Forum Moderators: buckworks

Message Too Old, No Replies

Subdomains and Duplicate Pages

Do search engines penalize?

         

mdean

10:04 pm on Apr 16, 2005 (gmt 0)

10+ Year Member



We are adding a sub-domain which will carry all of the products we already list on our regular domain. By having duplicate pages, will the search engines penalize us or do they consider a subdomain to be an entirely separate domain in and of itself?

robotsdobetter

10:32 pm on Apr 16, 2005 (gmt 0)

WebmasterWorld Senior Member 10+ Year Member



They consider a subdomain to be separate domain. You most likely won't get banned, usually they will give you a penalty on the duplicate page for this, where you won't rank very high for the targeted keywords on that page.

I suggest that you don't do it or you could ban the spiders from the new pages with the duplicate content.

mdean

10:58 pm on Apr 16, 2005 (gmt 0)

10+ Year Member



I am not so worried about the duplicate pages on the SECONDARY site being penalized...as we will already have them on our main site. We will not really advertise the second ones, vistors will just see them because they happen to be at the site looking at the other products.

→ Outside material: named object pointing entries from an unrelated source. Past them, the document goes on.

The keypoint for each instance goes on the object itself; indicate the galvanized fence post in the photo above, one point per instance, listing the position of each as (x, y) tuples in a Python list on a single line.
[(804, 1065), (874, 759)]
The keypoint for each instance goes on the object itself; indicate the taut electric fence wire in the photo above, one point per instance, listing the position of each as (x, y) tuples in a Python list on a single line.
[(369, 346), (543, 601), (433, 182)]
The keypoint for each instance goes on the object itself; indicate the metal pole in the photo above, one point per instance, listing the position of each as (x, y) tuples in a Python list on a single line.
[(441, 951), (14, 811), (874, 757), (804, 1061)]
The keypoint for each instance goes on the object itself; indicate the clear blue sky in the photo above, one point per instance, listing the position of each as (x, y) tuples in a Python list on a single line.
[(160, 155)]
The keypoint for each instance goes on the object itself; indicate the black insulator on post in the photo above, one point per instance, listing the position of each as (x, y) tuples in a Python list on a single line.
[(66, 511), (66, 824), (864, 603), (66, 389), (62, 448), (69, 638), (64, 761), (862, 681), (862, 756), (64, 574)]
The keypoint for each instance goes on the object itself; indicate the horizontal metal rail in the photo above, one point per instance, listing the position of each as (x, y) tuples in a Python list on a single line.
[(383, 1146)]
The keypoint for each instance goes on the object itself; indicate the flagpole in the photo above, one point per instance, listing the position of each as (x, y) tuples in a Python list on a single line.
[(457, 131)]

Do you still think we shouldn't do it?

robotsdobetter

6:52 am on Apr 17, 2005 (gmt 0)

WebmasterWorld Senior Member 10+ Year Member



If your going to do it I suggest that you block the spiders from the new pages or you could lose your ranking for all the pages that use the same content.

mdean

2:46 pm on Apr 17, 2005 (gmt 0)

10+ Year Member



But does it REALLY work to block spiders? I've heard they pay no attention to it anyway.

lorax

5:56 pm on Apr 17, 2005 (gmt 0)

WebmasterWorld Senior Member 10+ Year Member Top Contributors Of The Month



>> But does it REALLY work to block spiders? I've heard they pay no attention to it anyway.

That all depends upon the method used and the spider you're talking about. If you use your htaccess file correctly you can block anyone from getting access to one or more pages of your website. Using nofollow or robots.txt is an iffy proposition at best.